Union officials said 97 percent of its members who voted cast ballots in favor of the contract proposal.
CSU officials issued a statement saying they were “pleased” with the union’s ratification vote.
Under the agreement, faculty would receive a 5 percent raise effective June 30, followed quickly by a 2 percent increase on July 1 and another 3.5 percent on July 1, 2017.
Faculty eligible for a years-of-service increase would receive another 2.65 percent boost in year three of the agreement. The agreement also includes a doubling of the vesting period for retiree health benefits for new employees, from five to 10 years, and increases salary boosts for faculty who are promoted.
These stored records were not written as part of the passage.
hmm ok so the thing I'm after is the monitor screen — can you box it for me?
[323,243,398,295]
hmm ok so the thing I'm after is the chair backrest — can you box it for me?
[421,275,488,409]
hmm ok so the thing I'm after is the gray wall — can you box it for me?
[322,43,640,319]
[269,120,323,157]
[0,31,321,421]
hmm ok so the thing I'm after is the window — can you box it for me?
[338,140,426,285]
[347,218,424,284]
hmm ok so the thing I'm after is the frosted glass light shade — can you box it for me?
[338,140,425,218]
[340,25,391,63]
The proposed agreement was reached last month, just days before the union was scheduled to begin a five-day systemwide faculty strike.
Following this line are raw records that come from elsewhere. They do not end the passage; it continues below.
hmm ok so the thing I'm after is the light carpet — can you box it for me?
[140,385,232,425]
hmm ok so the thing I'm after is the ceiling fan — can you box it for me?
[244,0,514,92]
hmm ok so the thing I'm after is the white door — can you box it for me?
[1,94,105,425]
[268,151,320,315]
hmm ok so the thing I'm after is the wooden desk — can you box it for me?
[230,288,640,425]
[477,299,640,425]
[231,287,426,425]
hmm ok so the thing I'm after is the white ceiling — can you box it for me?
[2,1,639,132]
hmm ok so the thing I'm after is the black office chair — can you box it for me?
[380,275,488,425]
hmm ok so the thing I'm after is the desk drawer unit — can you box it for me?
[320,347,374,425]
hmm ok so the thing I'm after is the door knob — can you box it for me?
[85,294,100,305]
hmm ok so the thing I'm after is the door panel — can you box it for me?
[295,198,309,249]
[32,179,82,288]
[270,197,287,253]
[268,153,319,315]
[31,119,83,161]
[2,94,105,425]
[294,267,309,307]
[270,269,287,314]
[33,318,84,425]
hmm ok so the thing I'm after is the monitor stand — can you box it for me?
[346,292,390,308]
The university and CFA had been at loggerheads for a year, with the CFA calling for a 5 percent salary increase, and the CSU countering with a 2 percent hike, insisting there was no more money available for salaries.
CSU Chancellor Timothy White said the university will be able to afford the proposed increases thanks to the timing of the raises. He noted that the CSU had already budgeted the 2 percent salary increase for the past fiscal year, but that money was never spent due to the labor dispute. The university also previously planned for another increase in the 2016-17 fiscal year.
White said that funding “coupled with a few other small adjustments” will free up the needed funding.
He estimated that the salary and benefit increases included in the deal would cost the CSU about $200 million over the life of the contract.
The CFA represents about 26,000 CSU faculty members.